Keeping one eye on the road, I held up Kermit's cell phone and thumbed 911. Alan made a small grunt of protest that we weren't calling his never-to-be girlfriend.

“911, what is your emergency?” a man asked crisply.

For a moment my brain went into the mental equivalent of a four-wheel drift, as I tried to separate what I should say from all that I could say. I cleared my throat. “There's a man who was run over out in Shantytown. Sort of in the middle of the ice shanties, but the southern edge. The guy who did it was driving a Hummer, and it caught on fire.”

“On fire. Who is this, please?”

“The driver's name is Wade Rogan. He was driving around smashing into the shanties, destroying them, and there was a man in one. He deliberately ran over the guy a second time. I don't think the, uh, the victim, survived.”

“What is your name, sir?”

“You need to send the ambulance and the police. Wade Rogan has a gun.”

“I need to know who is calling, and your location.”

“Did you get it? Wade Rogan. He is armed, and he'll shoot any cop he sees.” I hung up.

“Let's call Cutty.”

I ignored him and phoned Barry Strickland. I expected him to sound groggy—it was three thirty in the morning—but he answered on the first ring.

“Strickland.”

“It's Ruddy.”

“Hang on a minute.”

There was a rustling sound. I could hear a report about a big snowstorm on the East Coast, and then the volume went down and he came back.

“Did I wake you up?” I inquired.

“Can't sleep,” he grunted. “All my years of duty, that was only the second time I've ever killed a man.”

“You saved my life, Barry.”

Strickland grunted again. “I should have realized Blanchard might come for you. We knew he was on a snowmobile. I put you at risk.”

“I'd say Blanchard did that.”

Strickland thought about it. “Him, too.”

“Are we going to talk about Wade Rogan?”
Alan asked peevishly. I thought I knew why he was so cranky—it was his theory that all the disappearances were linked, but I was going to get the credit.
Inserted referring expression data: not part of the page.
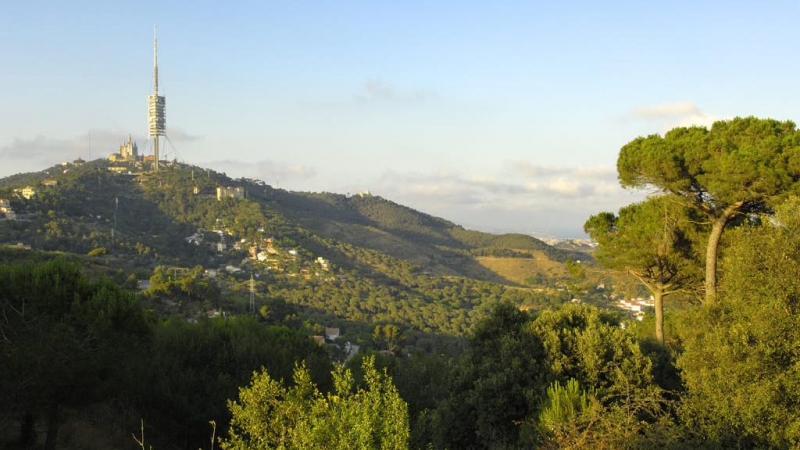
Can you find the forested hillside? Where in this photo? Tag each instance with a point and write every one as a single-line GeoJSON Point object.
{"type": "Point", "coordinates": [159, 305]}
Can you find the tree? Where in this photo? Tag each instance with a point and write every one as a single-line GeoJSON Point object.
{"type": "Point", "coordinates": [740, 359]}
{"type": "Point", "coordinates": [495, 386]}
{"type": "Point", "coordinates": [387, 337]}
{"type": "Point", "coordinates": [648, 240]}
{"type": "Point", "coordinates": [270, 415]}
{"type": "Point", "coordinates": [737, 168]}
{"type": "Point", "coordinates": [61, 340]}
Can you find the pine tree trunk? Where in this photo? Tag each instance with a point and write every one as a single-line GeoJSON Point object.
{"type": "Point", "coordinates": [711, 258]}
{"type": "Point", "coordinates": [52, 428]}
{"type": "Point", "coordinates": [658, 296]}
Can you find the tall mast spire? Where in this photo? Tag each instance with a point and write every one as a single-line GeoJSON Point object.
{"type": "Point", "coordinates": [155, 61]}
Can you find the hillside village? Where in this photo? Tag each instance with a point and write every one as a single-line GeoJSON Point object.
{"type": "Point", "coordinates": [230, 258]}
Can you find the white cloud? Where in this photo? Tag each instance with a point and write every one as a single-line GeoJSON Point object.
{"type": "Point", "coordinates": [37, 153]}
{"type": "Point", "coordinates": [666, 110]}
{"type": "Point", "coordinates": [376, 90]}
{"type": "Point", "coordinates": [677, 114]}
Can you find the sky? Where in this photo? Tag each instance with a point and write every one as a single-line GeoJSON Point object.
{"type": "Point", "coordinates": [500, 116]}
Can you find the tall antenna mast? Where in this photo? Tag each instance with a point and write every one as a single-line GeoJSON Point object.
{"type": "Point", "coordinates": [252, 295]}
{"type": "Point", "coordinates": [155, 61]}
{"type": "Point", "coordinates": [156, 107]}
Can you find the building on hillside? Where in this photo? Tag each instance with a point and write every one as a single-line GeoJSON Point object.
{"type": "Point", "coordinates": [229, 192]}
{"type": "Point", "coordinates": [128, 152]}
{"type": "Point", "coordinates": [331, 334]}
{"type": "Point", "coordinates": [6, 210]}
{"type": "Point", "coordinates": [27, 192]}
{"type": "Point", "coordinates": [324, 263]}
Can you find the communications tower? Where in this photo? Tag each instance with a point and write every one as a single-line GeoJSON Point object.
{"type": "Point", "coordinates": [156, 107]}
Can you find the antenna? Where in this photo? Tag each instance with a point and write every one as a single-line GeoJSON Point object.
{"type": "Point", "coordinates": [156, 107]}
{"type": "Point", "coordinates": [155, 61]}
{"type": "Point", "coordinates": [252, 295]}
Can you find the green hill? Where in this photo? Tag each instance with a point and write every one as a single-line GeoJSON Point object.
{"type": "Point", "coordinates": [352, 260]}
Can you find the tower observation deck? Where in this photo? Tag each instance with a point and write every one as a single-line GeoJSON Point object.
{"type": "Point", "coordinates": [156, 107]}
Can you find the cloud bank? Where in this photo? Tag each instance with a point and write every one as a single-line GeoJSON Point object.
{"type": "Point", "coordinates": [676, 114]}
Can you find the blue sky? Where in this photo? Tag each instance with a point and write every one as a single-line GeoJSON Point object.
{"type": "Point", "coordinates": [499, 116]}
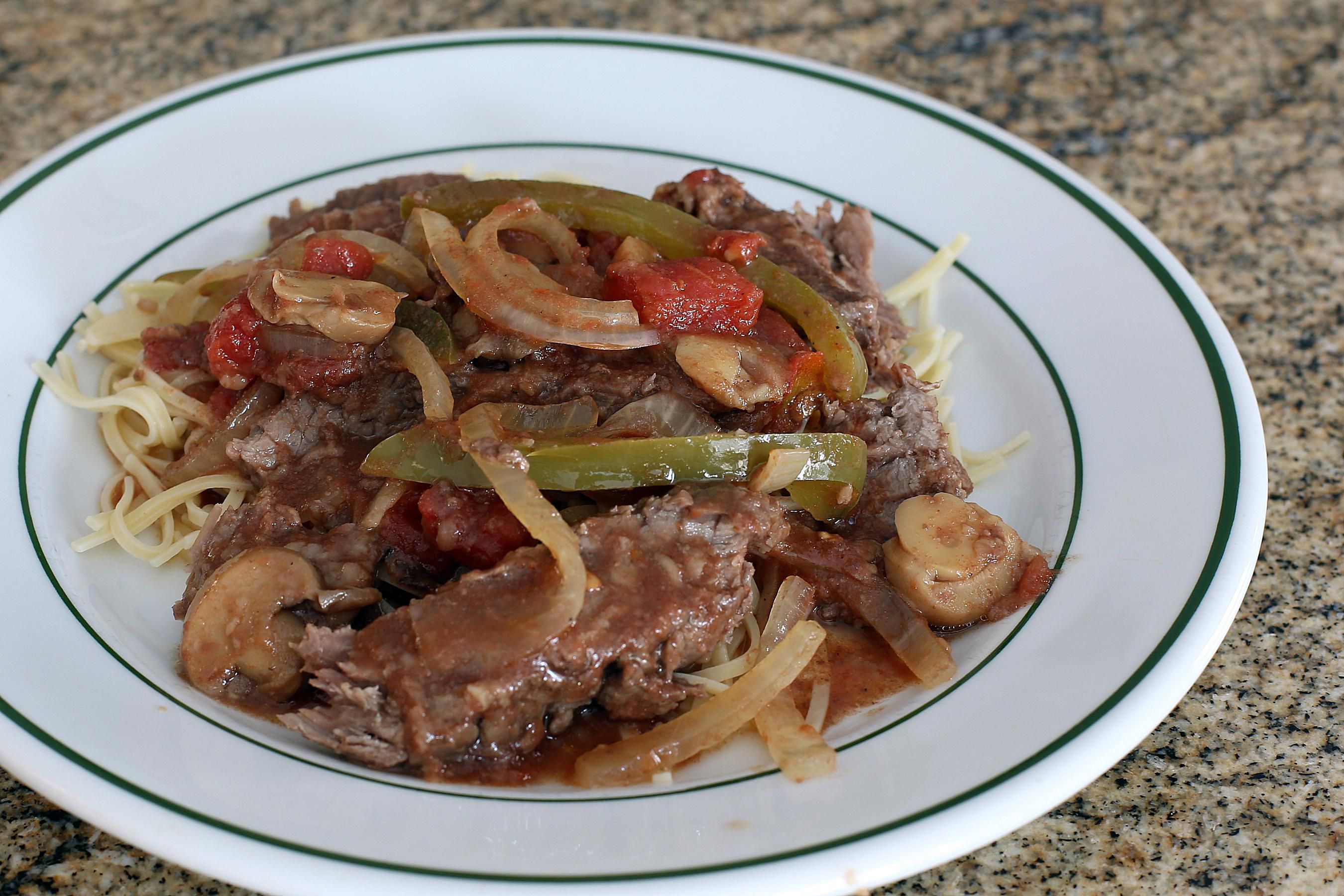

“There's going to be a lot of activity out on the ice of Shantytown tonight. It has to do with Lisa Marie Walker.”

I could feel Strickland going still. “Yes?” he responded cautiously.

“I know who killed her. His name is Wade Rogan. He owns the Ferry Bar in Charlevoix. He feeds women alcohol and then drugs them with Rohypnol. I think Lisa Marie might have been his first—he saw her get out of my car, realized how drunk she was, and just sort of picked her up. When the news came out that she had supposedly drowned in my car, it gave him the idea to toss her in the lake after he'd … had her … for a few days.”